The Town Planning Council is supplying the tools and the Welfare Committee is supplying the men to help clear Hoopes Park of underbrush and give new life to the park.
Three men, one from West Coatesville, were arrested for being drunk and disorderly. This broke the previous daily record.
Isador Snyder of East Market Street had his car stolen from Athletic Field while he was there watching a ballgame.
All West Chester residents who had not paid their water bills were told by the Borough Council that they have to pay by August 10th, or else their water would be turned off. Leniency, in the form of an extended deadline, would be shown to those who could present a satisfactory explanation as to why the haven't paid.

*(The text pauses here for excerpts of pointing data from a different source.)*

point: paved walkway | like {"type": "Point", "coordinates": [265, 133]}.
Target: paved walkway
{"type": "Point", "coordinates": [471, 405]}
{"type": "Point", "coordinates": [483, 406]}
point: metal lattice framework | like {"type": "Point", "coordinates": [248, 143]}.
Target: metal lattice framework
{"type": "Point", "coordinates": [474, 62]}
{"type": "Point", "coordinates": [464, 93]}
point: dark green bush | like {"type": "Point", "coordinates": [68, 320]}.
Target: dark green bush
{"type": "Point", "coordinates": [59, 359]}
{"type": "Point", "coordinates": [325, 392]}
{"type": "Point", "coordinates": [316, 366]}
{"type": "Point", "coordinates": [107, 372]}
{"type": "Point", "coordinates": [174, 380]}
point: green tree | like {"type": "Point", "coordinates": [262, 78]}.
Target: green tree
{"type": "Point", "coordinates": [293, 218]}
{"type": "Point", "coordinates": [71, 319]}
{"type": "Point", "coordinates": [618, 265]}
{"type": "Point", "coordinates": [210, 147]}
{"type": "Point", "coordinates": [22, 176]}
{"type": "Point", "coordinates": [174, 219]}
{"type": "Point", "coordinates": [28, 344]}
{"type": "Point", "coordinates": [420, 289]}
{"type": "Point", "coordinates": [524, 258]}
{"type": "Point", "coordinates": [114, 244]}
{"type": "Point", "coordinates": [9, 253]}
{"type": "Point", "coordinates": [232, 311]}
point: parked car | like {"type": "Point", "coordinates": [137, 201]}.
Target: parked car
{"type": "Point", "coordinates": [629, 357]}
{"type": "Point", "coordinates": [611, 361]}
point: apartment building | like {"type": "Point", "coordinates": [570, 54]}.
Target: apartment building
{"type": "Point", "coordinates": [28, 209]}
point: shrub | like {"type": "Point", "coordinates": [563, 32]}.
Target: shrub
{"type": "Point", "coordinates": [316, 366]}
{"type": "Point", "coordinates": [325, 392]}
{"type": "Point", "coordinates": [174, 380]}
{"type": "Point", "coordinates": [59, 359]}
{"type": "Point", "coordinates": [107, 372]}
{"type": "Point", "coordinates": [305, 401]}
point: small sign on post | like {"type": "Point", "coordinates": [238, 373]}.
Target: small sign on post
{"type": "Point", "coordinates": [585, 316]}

Government officials `gathered evidence intended to prove' that the Bonus Army was Communist while police kicked the few remaining marchers out of town. Thursday night apparently ended with the U.S. Army tear-gassing the members of the Bonus Army and using tanks, machine guns and bayonets to compel the demonstrators to leave town. They also burnt the camps that remained down to the ground. Around 400 men were rounded up and escorted out of the city. Walter W. Waters encouraged the remaining men to leave. [MP: Interesting to note that the Thursday night incidents were not reported in Friday's paper.]